Although it deals more with video games rather than games in general, the best talk that I’ve watched on this topic is Jonathon Blow’s Video Games and the Future of Education. He lays out a vision for the medium of video games and their enormous potential in modern education. Essentially, he argues that video games have the ability to quickly build intuitive, systemic knowledge, but that existing games rarely live up to that potential. His 2016 game The Witness is an implementation of many of these ideas.

Pacman

What follows is a summary of the points from the talk that I thought were interesting.

Non-linguistic communication

  • Non-linguistic communication is getting ideas into the head of the player without having to explain them with words.
  • If you were to write down a full description of how Pacman works, it would take several pages.

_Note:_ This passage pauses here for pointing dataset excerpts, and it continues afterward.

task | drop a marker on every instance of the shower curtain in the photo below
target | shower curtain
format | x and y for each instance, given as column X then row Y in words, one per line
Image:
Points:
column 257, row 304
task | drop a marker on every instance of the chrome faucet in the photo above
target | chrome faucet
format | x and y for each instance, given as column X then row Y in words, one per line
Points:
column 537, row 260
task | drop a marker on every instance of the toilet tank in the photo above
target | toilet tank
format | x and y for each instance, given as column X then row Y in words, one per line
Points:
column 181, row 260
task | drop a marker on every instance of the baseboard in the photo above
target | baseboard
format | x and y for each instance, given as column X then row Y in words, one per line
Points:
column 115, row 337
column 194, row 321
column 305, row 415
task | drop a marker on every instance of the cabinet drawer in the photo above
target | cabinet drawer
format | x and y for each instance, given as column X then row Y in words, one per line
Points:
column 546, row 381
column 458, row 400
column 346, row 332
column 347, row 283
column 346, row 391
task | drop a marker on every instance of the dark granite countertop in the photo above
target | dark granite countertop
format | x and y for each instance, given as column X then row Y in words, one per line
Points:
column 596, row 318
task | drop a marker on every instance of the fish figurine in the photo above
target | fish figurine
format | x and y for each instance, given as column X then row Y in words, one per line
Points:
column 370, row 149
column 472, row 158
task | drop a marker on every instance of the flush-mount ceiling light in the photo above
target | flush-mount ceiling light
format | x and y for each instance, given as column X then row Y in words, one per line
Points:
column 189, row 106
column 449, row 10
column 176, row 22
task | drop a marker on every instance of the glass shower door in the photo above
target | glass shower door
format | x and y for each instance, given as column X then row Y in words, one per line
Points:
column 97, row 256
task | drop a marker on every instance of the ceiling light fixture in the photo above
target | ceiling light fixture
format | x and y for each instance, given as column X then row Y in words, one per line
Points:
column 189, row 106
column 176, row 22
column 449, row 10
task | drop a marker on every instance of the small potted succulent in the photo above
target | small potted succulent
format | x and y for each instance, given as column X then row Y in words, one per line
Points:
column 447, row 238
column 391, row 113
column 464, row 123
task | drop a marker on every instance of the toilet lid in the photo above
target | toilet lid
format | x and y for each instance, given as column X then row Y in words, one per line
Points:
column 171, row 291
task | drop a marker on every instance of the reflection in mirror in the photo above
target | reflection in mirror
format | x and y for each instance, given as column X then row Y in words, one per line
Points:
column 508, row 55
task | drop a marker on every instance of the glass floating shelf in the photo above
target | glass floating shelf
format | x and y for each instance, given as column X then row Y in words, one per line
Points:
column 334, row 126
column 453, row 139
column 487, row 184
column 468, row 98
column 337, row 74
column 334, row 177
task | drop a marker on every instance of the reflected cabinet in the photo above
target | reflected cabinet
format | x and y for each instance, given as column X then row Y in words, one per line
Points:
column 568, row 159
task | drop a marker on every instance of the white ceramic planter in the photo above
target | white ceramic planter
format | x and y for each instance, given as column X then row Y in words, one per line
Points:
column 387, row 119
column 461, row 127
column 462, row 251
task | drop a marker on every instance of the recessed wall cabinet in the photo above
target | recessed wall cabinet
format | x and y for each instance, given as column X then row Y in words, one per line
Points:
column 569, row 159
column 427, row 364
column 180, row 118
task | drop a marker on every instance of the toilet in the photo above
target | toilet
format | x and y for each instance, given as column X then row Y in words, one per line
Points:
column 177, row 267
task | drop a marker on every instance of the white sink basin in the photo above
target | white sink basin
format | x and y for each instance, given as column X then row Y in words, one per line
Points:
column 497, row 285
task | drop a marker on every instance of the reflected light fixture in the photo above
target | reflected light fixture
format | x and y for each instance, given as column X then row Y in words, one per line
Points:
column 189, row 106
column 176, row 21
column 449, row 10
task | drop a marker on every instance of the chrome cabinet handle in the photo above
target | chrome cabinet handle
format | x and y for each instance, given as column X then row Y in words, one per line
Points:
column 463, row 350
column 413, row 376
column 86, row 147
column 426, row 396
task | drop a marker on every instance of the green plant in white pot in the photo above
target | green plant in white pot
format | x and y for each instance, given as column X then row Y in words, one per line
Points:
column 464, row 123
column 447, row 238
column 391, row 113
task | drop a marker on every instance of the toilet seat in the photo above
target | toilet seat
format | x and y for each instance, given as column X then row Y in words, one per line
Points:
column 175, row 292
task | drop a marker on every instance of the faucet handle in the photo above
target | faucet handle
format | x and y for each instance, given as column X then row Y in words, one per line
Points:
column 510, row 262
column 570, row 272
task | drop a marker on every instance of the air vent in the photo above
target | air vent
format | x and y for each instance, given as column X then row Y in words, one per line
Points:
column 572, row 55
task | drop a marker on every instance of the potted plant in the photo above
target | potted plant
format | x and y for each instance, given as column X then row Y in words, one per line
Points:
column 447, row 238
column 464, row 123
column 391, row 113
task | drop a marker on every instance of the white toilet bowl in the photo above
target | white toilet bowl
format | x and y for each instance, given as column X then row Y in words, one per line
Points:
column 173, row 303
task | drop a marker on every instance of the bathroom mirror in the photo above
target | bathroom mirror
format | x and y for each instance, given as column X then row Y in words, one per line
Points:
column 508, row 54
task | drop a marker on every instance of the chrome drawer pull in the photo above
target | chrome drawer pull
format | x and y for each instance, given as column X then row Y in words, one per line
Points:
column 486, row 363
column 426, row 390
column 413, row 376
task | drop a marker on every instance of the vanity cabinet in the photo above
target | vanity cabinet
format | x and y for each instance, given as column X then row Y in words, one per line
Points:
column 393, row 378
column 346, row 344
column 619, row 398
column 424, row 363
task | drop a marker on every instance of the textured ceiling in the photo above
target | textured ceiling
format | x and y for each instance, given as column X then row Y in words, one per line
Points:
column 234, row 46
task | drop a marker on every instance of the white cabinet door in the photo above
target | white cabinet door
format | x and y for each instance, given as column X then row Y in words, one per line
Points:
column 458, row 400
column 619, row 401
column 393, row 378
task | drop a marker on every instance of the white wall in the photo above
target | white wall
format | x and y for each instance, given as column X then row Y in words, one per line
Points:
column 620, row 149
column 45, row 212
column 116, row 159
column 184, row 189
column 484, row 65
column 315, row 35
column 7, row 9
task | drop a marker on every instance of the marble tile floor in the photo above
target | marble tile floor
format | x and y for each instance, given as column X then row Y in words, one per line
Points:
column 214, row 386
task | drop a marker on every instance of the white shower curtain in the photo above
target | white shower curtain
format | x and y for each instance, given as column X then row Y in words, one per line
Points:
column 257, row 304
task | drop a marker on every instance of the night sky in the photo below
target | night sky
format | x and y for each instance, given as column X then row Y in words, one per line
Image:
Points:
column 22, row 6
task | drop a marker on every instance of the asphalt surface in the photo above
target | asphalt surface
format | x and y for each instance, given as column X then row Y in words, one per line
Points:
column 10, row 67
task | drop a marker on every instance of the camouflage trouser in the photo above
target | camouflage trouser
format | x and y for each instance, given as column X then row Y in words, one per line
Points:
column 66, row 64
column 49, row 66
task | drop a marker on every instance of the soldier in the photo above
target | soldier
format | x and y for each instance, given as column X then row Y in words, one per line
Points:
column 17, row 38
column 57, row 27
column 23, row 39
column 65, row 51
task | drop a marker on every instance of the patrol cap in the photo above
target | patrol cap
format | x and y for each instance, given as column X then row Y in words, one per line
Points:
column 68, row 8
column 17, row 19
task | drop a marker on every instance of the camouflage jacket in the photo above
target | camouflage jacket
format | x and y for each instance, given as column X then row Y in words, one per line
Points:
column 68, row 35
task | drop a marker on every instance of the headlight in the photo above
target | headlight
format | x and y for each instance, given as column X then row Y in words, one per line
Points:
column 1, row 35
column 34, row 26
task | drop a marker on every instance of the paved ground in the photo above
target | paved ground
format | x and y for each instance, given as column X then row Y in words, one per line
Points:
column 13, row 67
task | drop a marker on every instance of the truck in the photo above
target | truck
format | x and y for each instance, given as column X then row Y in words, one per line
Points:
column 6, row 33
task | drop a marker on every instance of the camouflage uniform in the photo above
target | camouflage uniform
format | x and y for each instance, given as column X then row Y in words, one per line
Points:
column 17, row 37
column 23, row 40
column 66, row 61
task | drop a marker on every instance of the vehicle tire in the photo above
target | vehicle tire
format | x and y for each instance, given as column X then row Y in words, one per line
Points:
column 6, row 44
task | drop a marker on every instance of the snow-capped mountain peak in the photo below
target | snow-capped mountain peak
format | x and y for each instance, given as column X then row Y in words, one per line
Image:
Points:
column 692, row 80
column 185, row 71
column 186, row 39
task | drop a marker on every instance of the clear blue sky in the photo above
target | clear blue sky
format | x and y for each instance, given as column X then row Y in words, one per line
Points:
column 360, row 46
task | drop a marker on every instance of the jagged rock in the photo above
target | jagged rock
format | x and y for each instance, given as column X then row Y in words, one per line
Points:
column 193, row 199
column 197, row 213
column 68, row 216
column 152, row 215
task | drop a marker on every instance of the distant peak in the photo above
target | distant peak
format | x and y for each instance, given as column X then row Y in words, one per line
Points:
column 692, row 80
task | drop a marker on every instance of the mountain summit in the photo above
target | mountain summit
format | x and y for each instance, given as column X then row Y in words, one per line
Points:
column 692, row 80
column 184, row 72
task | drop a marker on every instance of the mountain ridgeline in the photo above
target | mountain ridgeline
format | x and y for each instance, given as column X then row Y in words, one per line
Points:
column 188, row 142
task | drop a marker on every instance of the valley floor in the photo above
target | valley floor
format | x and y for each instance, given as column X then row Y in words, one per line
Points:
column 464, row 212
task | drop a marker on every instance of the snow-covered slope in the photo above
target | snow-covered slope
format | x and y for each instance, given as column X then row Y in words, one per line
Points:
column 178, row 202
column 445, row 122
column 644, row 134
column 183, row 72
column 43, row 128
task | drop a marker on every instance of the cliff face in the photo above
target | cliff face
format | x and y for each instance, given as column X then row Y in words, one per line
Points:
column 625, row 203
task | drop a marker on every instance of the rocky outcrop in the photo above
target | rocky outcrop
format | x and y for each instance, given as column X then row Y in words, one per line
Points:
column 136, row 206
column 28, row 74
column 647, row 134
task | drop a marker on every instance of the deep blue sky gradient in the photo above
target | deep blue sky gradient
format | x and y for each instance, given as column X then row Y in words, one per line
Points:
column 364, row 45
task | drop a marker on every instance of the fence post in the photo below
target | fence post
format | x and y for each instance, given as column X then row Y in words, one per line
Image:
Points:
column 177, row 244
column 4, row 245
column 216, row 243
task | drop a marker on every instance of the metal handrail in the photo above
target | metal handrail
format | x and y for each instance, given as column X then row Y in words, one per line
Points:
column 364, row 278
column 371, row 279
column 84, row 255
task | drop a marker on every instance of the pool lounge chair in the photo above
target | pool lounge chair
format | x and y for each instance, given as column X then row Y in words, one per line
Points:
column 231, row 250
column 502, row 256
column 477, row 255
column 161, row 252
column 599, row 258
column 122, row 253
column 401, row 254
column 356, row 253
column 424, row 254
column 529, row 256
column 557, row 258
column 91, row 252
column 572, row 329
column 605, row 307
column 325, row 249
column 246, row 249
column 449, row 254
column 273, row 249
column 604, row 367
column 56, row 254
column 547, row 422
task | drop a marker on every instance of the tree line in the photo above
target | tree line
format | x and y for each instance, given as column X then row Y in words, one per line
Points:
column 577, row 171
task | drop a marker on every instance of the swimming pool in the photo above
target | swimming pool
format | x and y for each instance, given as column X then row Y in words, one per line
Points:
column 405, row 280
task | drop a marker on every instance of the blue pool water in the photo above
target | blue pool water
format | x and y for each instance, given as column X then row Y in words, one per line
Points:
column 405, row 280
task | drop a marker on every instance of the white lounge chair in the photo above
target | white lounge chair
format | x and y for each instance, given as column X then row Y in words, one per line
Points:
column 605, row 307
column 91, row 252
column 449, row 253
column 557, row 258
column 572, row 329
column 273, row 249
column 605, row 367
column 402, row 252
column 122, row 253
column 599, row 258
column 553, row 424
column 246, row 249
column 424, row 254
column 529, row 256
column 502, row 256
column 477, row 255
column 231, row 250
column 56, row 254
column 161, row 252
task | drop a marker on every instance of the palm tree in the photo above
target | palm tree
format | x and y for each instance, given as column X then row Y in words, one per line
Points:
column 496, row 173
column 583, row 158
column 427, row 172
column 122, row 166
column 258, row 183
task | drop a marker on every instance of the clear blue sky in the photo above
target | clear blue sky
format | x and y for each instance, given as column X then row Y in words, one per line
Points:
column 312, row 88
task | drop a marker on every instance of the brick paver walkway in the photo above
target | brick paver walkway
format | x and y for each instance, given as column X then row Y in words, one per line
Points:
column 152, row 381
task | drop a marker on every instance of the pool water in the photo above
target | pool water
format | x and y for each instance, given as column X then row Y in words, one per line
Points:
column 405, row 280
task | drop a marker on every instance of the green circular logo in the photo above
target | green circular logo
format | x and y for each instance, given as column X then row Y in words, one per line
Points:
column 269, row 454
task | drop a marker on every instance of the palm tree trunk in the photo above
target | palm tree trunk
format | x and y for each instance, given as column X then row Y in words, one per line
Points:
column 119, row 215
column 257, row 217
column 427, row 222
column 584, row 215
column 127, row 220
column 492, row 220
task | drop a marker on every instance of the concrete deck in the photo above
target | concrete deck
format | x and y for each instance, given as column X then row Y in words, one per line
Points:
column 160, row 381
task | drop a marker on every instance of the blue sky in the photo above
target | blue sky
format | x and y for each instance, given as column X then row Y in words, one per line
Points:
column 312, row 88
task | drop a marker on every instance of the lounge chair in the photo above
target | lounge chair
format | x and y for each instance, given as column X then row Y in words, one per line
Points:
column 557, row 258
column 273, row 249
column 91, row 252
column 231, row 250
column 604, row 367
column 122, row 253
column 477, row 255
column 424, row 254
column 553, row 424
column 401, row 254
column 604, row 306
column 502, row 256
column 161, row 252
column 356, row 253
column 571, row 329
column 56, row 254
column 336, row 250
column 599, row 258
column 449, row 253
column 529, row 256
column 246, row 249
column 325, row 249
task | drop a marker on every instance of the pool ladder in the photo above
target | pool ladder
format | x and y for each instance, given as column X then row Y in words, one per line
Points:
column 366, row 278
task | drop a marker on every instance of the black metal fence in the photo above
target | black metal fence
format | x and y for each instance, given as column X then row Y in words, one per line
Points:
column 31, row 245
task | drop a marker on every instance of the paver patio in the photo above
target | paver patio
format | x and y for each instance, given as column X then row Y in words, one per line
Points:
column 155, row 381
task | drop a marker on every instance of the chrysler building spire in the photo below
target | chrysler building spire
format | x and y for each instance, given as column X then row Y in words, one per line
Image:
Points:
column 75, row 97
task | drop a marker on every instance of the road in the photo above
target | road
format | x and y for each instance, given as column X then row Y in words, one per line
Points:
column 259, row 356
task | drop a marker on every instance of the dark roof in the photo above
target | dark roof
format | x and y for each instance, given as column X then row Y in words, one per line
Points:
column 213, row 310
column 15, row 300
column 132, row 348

And yet a new player is able to internalise all the rules in just a few minutes by playing.
  • “Games enable you to build very detailed models of highly nonlinear state spaces that contain surprises”.
  • Games can accelerate and emulate the process of intuitive knowledge acquisition. This matches real world experiential learning: for instance over years a farmer builds up a complex model about how to act based on subtle changes in weather conditions.
  • Players gain competence without needing to memorise specific facts.
  • Games are their own medium - they’re not just pictures+sound+controls. Games can convey ideas that couldn’t be transmitted by any of those individual components alone.

Puzzle games

  • In puzzle games, simpler levels are better - they communicate the ideas behind the puzzles most clearly.
  • This runs contrary to the notion of gaming entertainment which involves giving the player a lot of things to grab their attention, which actually reduce the clarity of transmission of the core ideas.
  • Some people are able to solve puzzles without being able to verbalise what they’re doing. They are reasoning internally. Others are able to explain the steps to a solution.

Educational games

  • To be something people actually want to play, a game needs to do things that only games can do and that books can’t.
  • If you try and bring a “book-structure” to games, it doesn’t make for a fun game and this is why most educational games are bad: “trying to take a book shaped peg and fit it in a game shaped hole”.
  • Good educational games shouldn’t try to directly model reality. The real world is too messy and complicated to shoehorn into a game. Instead, games can communicate the underlying principles and intuitions.
  • For example, in SpaceChem, you learn about chemical bonding and automation even though the actual science is somewhat oversimplified. “If you spent a hundred hours playing this game doing cool stuff you probably have more appreciation for chemistry than if you’d never did anything in chemistry and then you show up in a boring class one day”.
  • The immense educational value of these types of game are unacknowledged “because we’re looking for the education in the wrong place we’re looking for the education in terms of knowing about specific circuits or specific programming language when the actual education here is the deep spirit of engineering”.

Gamification

  • Naive gamification is bad - firstly, it waters down achievements so they don’t mean anything.
  • Human beings have an innate desire to explore and learn. If gamification has to be added to teaching content to get people to be interested, it’s probably not good content. Students know when they are being tricked into learning something that is inherently not engaging and they feel manipulated.
  • Overjustification effect - an expected external incentive such as prizes or monetary rewards decreases someone’s intrinsic motivation to perform a task.

Complex systems

  • The world is getting more complicated year by year, we are governed by vast economic, political, and environmental systems.
  • Books are often insufficient at teaching the interactions of such complex systems.
  • Systems literacy is too low. “We need to train people in systems thinking and the way to do that is by engaging with systems and so I think you could do way worse than to have people play a lot of video games”.
  • Only certain types of games work for this though. Linear games or games that don’t give the player real choice can’t do this. Fortunately, many contemporary triple-A video games encourage systemic thinking (e.g. Fortnite).